Department of Ear, Nose and Throat Surgery, Fiona Stanley Hospital, 11 Robin Warren Drive, Murdoch, WA 6150, Australia; Department of Ear, Nose and Throat Surgery, Royal Perth Hospital, Perth, WA 6000, Australia; Department of Otolaryngology and Head and Neck Surgery, Sir Charles Gairdner Hospital, Nedlands, WA 6009, Australia; School of Surgery, University of Western Australia, Perth, WA 6009, Australia.
Department of Neurosurgery, Sir Charles Gairdner Hospital, Nedlands, WA 6009, Australia.
Auris Nasus Larynx. 2022 Feb;49(1):26-33. doi: 10.1016/j.anl.2021.03.019. Epub 2021 Apr 6.
METHODS: A retrospective cohort study over seven-years from 2013 to 2020 was conducted at five tertiary referral centres. Patients identified with biochemically confirmed spontaneous cerebrospinal fluid leaks of the temporal bone manifesting as middle ear fluid with no other obvious cause were included. Demographics (age, gender, body-mass-index), symptomatology, past medical history, examination, investigation (biochemical and radiological), management and outcomes were recorded.

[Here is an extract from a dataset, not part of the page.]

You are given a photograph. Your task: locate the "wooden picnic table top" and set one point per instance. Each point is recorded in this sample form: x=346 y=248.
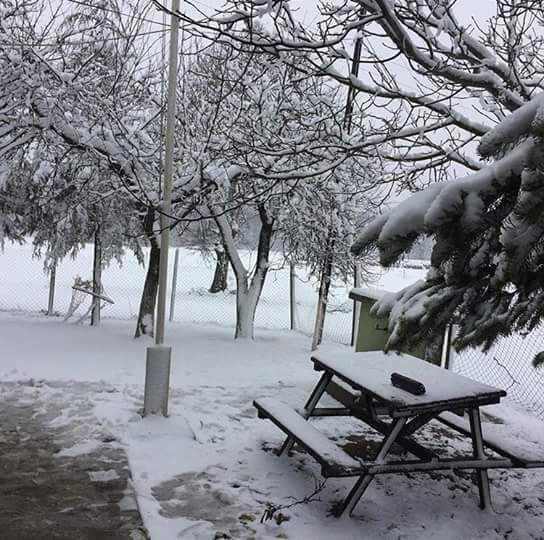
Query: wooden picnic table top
x=370 y=372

90 adult patients with spontaneous cerebrospinal fluid otorrhoea were identified. Right sided leaks were most common (58%), and a majority of the cohort overweight (mean body-mass-index = 29.2 kg/m). Unilateral hearing loss was the commonest presenting symptom (81%). Two patients presented to hospital with meningitis presumed secondary to spontaneous cerebrospinal fluid otorrhoea. Over half (54%) of patients were observed who tended to be older (mean age of 71 years vs 62 years) whilst the remainder underwent surgical repair with middle-fossa craniotomy the most common approach (87%). Eight patients managed surgically had recurrent leaks (21%).

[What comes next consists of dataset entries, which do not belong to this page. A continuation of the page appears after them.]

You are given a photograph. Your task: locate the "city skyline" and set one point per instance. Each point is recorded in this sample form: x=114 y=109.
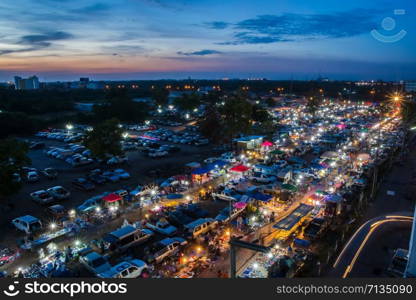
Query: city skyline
x=149 y=39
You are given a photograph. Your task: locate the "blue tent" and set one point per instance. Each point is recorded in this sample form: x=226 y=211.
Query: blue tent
x=174 y=196
x=200 y=171
x=261 y=196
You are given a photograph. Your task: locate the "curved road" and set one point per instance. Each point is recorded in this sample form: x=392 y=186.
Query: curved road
x=352 y=250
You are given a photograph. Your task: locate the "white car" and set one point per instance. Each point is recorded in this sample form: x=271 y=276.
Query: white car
x=262 y=178
x=117 y=160
x=158 y=154
x=32 y=176
x=163 y=227
x=127 y=269
x=58 y=192
x=211 y=160
x=121 y=173
x=95 y=263
x=28 y=224
x=42 y=197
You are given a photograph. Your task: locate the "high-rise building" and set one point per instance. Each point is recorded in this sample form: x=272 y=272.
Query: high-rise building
x=31 y=83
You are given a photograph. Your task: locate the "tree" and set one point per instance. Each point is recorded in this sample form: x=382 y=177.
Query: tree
x=237 y=113
x=313 y=104
x=119 y=105
x=270 y=102
x=211 y=125
x=259 y=114
x=160 y=95
x=187 y=102
x=105 y=139
x=408 y=112
x=13 y=156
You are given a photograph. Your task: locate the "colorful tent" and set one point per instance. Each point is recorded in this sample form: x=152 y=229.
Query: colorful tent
x=277 y=152
x=289 y=187
x=240 y=168
x=200 y=171
x=112 y=198
x=240 y=205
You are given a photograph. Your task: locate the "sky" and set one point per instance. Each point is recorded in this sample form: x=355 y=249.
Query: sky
x=213 y=39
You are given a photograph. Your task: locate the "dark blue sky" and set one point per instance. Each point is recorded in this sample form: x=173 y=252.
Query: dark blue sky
x=150 y=39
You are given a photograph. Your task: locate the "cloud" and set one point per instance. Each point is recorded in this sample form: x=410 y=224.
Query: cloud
x=296 y=27
x=217 y=25
x=46 y=38
x=35 y=42
x=200 y=52
x=96 y=8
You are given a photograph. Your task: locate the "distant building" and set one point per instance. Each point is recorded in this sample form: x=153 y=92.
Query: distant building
x=410 y=86
x=31 y=83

This is one of the largest cohorts of spontaneous cerebrospinal fluid otorrhoea reported in the literature and reiterates the importance for clinicians to have a high index of suspicion for this condition in patients presenting with a unilateral middle ear effusion, especially in those who are overweight. Surgical intervention carries a risk of recurrence and further studies are needed to determine the risk of intra-cranial infection in order to guide management.
方法:本研究为回顾性队列研究,对 2013 年至 2020 年七年间的五家三级转诊中心的患者进行了研究。纳入标准为:经生化检查证实存在颞骨自发性脑脊液漏,表现为中耳积液,无其他明显原因的患者。记录患者的人口统计学资料(年龄、性别、体重指数)、症状、既往病史、检查、检查(生化和影像学)、治疗方法和结果。
共确定了 90 例成人自发性脑脊液耳漏患者。右侧漏最常见(58%),大多数患者超重(平均体重指数为 29.2kg/m²)。单侧听力损失是最常见的首发症状(81%)。有 2 例患者因自发性脑脊液耳漏并发脑膜炎而入院。超过一半(54%)的患者为年龄较大的患者(平均年龄为 71 岁,而 62 岁),其余患者接受了手术治疗,其中经中颅窝颅底入路最常见(87%)。8 例接受手术治疗的患者出现复发性漏液(21%)。
这是文献中报道的最大的自发性脑脊液耳漏队列之一,再次强调了临床医生对单侧中耳积液患者存在这种情况的高度怀疑,尤其是那些超重的患者。手术干预存在复发的风险,需要进一步研究以确定颅内感染的风险,以便指导治疗。